For large $N$, the distribution for $n$ is approximately normal $N(np,np(1-p))$. Thus $X^2\sim {\chi }_1^2$. When generalising to a $I\times J$ table, the distribution of the test statistic corresponds a sum of chi-squares, but we must take into account the fact that the last row and column of the table can be derived from the marginal totals and the values in the other cells for that row or column. Therefore, the degree-of-freedom for a general table is $(I-1)(J-1)$.

 
Exercise 2.9
Perform a chi-squared test for independence for the app study.

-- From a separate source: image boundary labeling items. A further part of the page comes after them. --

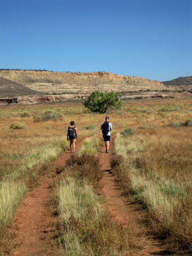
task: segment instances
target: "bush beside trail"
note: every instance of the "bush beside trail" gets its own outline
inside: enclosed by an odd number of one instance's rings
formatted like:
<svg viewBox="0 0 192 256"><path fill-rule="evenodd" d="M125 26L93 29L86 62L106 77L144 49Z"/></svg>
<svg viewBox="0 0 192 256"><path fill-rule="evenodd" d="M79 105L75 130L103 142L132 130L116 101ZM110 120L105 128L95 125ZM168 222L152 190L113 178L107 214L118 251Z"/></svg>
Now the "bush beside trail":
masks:
<svg viewBox="0 0 192 256"><path fill-rule="evenodd" d="M118 93L113 91L105 93L99 91L93 92L85 99L83 104L91 111L100 114L106 113L109 107L118 109L122 106Z"/></svg>

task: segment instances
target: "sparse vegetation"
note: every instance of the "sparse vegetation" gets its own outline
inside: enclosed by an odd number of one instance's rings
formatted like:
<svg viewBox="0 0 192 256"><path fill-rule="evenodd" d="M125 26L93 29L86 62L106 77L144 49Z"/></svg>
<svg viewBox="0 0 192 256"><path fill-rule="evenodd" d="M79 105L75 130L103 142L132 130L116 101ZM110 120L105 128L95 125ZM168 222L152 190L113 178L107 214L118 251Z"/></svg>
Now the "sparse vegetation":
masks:
<svg viewBox="0 0 192 256"><path fill-rule="evenodd" d="M19 123L18 122L14 122L12 123L10 127L10 129L16 130L16 129L26 129L26 126L23 124Z"/></svg>
<svg viewBox="0 0 192 256"><path fill-rule="evenodd" d="M91 111L100 114L106 112L109 107L118 109L122 105L117 93L113 91L102 93L99 91L92 92L83 104Z"/></svg>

What do you conclude?

 

When using the Pearson’s chi-squared test, it is important to be aware of the following assumptions.

• •

  The data are assumed independent of each other and are drawn from a population where every member has an equal probability of selection.

• •

  The overall sample size $N$ must be sufficiently large such that the count in any one cell is not too small.

• •

  The expected count for any cell must not be zero or too small.